Single by John Mayer

from the album Continuum (2008 reissue)
- Released: November 20, 2007
- Studio: The Village (Los Angeles)
- Length: 3:49
- Label: Aware; Columbia;
- Songwriter: John Mayer
- Producer: John Mayer

John Mayer singles chronology
| "Dreaming with a Broken Heart" (2007) | "Say" (2007) | "Beat It" (2008) |

Audio sample
- file; help;

Music video
- "Say" on YouTube

= Say (John Mayer song) =

2007 single by John Mayer

"Say" is a song by John Mayer written for the Rob Reiner film The Bucket List in 2007. The ballad was released as a single on November 20, 2007, and was the first commercial single in Mayer's career that was not originally released on one of his albums but added to the special edition re-release of his album Continuum. The song earned Mayer his record-tying fourth and final Grammy Award for Best Male Pop Vocal Performance.

==Overview==
The music video for "Say" was directed by music video director Vem. The song is also referred to as "Say (What You Need to Say)" as this is the main line from the chorus of the song. The song was also the first "assignment" song that Mayer had ever written. He notes that when writing the song "I don't know how much harder it gets than to see a beautiful, bittersweet movie and then have to write a song that matches the tone." Mayer posted the song on his official blog on November 16.

==Critical reception==
Chuck Taylor of Billboard called "Say" a "lilting, bittersweet ballad" and said that it "is bound to be another staple for the [AC] format."
In 2009, the song won a Grammy Award for Best Male Pop Vocal Performance at the 51st Grammy Awards.
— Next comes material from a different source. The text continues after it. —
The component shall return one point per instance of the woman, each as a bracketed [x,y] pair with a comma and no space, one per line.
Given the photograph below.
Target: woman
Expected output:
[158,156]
It was also nominated for Best Song Written for a Motion Picture, Television or Other Visual Media.

==Commercial and chart performance==
In the US, "Say" peaked at number twelve in May 2008 on the Billboard Hot 100 chart and number eight on the Hot Digital Songs chart, surpassing his debut single, "No Such Thing", as his highest-peaking Hot 100 single. It was certified platinum by the RIAA, and has sold over 2 million copies in the US. It also peaked at number seventeen on the Pop 100 chart and number six on the Hot Adult Top 40 Tracks chart.

"Say" debuted on the Australian ARIA Singles Chart at number fifty-six, and climbed to its peak of number forty-seven the following week. On the Canadian Hot 100, it peaked at number twenty-seven.

==Personnel==
- John Mayer – vocals, guitar
- Steve Jordan – drums
- Pino Palladino – bass
- Chad Franscoviak – engineer
- Peter Doris – Pro Tools engineer
- Justin Garrish, Brian Montgomery – assistant engineers
- Mark Shaiman – string arrangement
- Pete Karam – string engineer
- Tim Mitchell, Jared Bretcholtz – assistant string engineers
- Ted Jensen – mastering

==Charts==

===Weekly charts===

| Chart (2007–2008) | Peak position |
|---|---|
| Australia (ARIA) | 47 |
| Canada Hot 100 (Billboard) | 27 |
| Iceland (Tónlistinn) | 10 |
| US Billboard Hot 100 | 12 |
| US Adult Alternative Airplay (Billboard) | 17 |
| US Adult Contemporary (Billboard) | 3 |
| US Adult Pop Airplay (Billboard) | 6 |
| US Pop Airplay (Billboard) | 25 |

===Year-end charts===

| Chart (2008) | Position |
|---|---|
| Canada (Canadian Hot 100) | 88 |
| Canada AC (Billboard) | 10 |
| US Billboard Hot 100 | 60 |
| US Adult Contemporary (Billboard) | 7 |
| US Adult Top 40 (Billboard) | 24 |

==Certifications==

| Region | Certification | Certified units/sales |
| Australia (ARIA) | Gold | 35,000^{‡} |
| New Zealand (RMNZ) | Gold | 15,000^{‡} |
| United States (RIAA) | 3× Platinum | 3,000,000^{‡} |
^{‡} Sales+streaming figures based on certification alone.